The curate assured him of his assistance, and the herald nodded assent.

“You must hold yourselves also in readiness to testify, in case you are called upon, the openhearted hospitality which our good patron exercised towards this deceitful traitor, and the solicitude with which he laboured to seduce his unhappy daughter.”

“At first,” said the clergyman, “she did not, as it seemed to me, much affect his company; but latterly I saw them often together.”

“SEIANT in the parlour,” said Michael Mumblazen, “and passant in the garden.”

“I once came on them by chance,” said the priest, “in the South wood, in a spring evening.  Varney was muffled in a russet cloak, so that I saw not his face.  They separated hastily, as they heard me rustle amongst the leaves; and I observed she turned her head and looked long after him.”

“With neck REGUARDANT,” said the herald.  “And on the day of her flight, and that was on Saint Austen’s Eve, I saw Varney’s groom, attired in his liveries, hold his master’s horse and Mistress Amy’s palfrey, bridled and saddled proper, behind the wall of the churchyard.”

“And now is she found mewed up in his secret place of retirement,” said Tressilian.  “The villain is taken in the manner, and I well wish he may deny his crime, that I may thrust conviction down his false throat!  But I must prepare for my journey.  Do you, gentlemen, dispose my patron to grant me such powers as are needful to act in his name.”

So saying, Tressilian left the room.

“He is too hot,” said the curate; “and I pray to God that He may grant him the patience to deal with Varney as is fitting.”

“Patience and Varney,” said Mumblazen, “is worse heraldry than metal upon metal.  He is more false than a siren, more rapacious than a griffin, more poisonous than a wyvern, and more cruel than a lion rampant.”

“Yet I doubt much,” said the curate, “whether we can with propriety ask from Sir Hugh Robsart, being in his present condition, any deed deputing his paternal right in Mistress Amy to whomsoever—­”

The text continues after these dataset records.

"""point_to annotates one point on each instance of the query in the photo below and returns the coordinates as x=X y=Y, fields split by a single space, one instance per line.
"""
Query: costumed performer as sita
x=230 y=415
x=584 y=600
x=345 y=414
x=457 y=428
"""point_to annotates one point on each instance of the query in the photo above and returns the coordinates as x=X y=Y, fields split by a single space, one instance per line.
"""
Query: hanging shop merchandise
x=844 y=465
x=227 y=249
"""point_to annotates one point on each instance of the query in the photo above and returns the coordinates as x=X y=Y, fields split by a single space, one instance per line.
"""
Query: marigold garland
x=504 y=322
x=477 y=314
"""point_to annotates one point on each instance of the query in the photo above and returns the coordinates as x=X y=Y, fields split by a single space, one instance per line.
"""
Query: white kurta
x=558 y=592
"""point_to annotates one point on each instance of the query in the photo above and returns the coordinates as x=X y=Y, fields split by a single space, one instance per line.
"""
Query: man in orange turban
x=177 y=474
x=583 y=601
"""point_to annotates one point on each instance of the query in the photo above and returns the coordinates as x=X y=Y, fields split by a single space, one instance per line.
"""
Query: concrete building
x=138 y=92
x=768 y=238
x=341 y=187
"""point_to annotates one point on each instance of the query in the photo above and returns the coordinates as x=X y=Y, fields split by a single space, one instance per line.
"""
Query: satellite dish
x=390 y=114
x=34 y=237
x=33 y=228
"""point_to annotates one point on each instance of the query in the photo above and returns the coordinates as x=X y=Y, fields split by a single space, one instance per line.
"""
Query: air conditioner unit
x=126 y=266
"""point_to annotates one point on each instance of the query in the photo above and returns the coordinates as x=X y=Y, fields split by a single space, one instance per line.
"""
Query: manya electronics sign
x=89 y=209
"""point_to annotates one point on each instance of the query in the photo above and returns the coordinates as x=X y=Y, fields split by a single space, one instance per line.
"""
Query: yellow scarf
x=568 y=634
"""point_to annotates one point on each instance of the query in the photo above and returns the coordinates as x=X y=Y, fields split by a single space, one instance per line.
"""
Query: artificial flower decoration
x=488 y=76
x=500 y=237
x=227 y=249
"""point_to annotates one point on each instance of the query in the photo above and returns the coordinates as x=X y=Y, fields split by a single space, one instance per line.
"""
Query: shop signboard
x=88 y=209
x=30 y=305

“Your reverence need not doubt that,” said Will Badger, who entered as he spoke, “for I will lay my life he is another man when he wakes than he has been these thirty days past.”

“Ay, Will,” said the curate, “hast thou then so much confidence in Doctor Diddleum’s draught?”

“Not a whit,” said Will, “because master ne’er tasted a drop on’t, seeing it was emptied out by the housemaid.  But here’s a gentleman, who came attending on Master Tressilian, has given Sir Hugh a draught that is worth twenty of yon un.  I have spoken cunningly with him, and a better farrier or one who hath a more just notion of horse and dog ailment I have never seen; and such a one would never be unjust to a Christian man.”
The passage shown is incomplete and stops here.